In den Videos für ihr Solo-Debüt erscheint Anna Loos ganz in weiß in weißer Kulisse, die Haare platinblond, die Wimpern hellgrau. In diesem neuen Outfit lässt sie sich wie eine Mumie aus einem Verband wickeln. Den Part übernimmt ihre zehnjährige Tochter in gleicher Aufmachung. Zusammen singen sie „Werkzeugkasten“ bewusst monoton und unterkühlt. So klingt auch eine Zeile wie „Verpiss dich, du Arschloch“ zumindest nicht aggressiv. Anna Loos bezeichnet den Titel als Liebeserklärung an sich selbst.
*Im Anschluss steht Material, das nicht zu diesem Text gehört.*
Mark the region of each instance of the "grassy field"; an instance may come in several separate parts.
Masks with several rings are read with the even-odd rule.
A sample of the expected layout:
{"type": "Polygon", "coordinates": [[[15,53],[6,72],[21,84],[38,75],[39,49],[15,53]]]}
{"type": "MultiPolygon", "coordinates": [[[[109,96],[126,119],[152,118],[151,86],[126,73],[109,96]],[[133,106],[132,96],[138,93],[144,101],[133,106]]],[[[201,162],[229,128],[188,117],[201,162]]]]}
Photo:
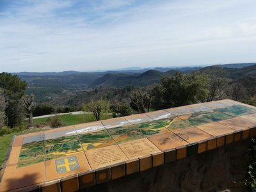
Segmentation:
{"type": "MultiPolygon", "coordinates": [[[[66,126],[90,122],[96,120],[93,114],[87,114],[86,115],[67,114],[60,115],[60,117],[61,119],[63,124],[66,126]]],[[[101,120],[104,120],[110,118],[112,118],[111,115],[102,114],[100,118],[101,120]]],[[[34,120],[34,123],[46,124],[48,118],[48,117],[36,118],[34,120]]]]}
{"type": "MultiPolygon", "coordinates": [[[[72,125],[79,124],[83,124],[86,122],[95,121],[95,118],[92,114],[84,115],[60,115],[60,118],[63,121],[65,125],[72,125]]],[[[103,114],[101,116],[101,120],[111,118],[111,115],[103,114]]],[[[35,119],[35,123],[46,124],[48,118],[42,118],[35,119]]],[[[56,128],[58,129],[58,128],[56,128]]],[[[0,167],[4,162],[6,159],[8,150],[9,148],[10,143],[12,141],[12,139],[15,135],[20,135],[27,134],[29,132],[34,132],[42,131],[42,128],[35,128],[32,129],[26,129],[20,132],[13,132],[8,134],[5,134],[0,136],[0,167]]]]}

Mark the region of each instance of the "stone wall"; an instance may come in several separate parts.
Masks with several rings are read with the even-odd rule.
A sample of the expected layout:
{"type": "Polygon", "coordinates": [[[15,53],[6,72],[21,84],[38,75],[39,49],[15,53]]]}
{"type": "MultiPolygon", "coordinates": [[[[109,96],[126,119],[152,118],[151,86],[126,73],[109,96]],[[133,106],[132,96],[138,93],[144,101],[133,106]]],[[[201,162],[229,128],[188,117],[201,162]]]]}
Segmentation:
{"type": "Polygon", "coordinates": [[[83,191],[250,191],[250,145],[239,141],[83,191]]]}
Die Songs passen zu ihr, gefälliger Balladenpop mit bildhaften Texten. Sie wird jede Energie aufwenden, um sich durchzusetzen.

Denn natürlich erlebt man hier bei aller Beteuerung gegenseitiger Wertschätzung eine eisenharte Trennung. Doch wird mit Anna R und Julia Neigel wieder ein neuer Groove Einzug halten bei Silly. Der Vorverkauf soll überragend laufen, dabei beginnt die Tour erst im September.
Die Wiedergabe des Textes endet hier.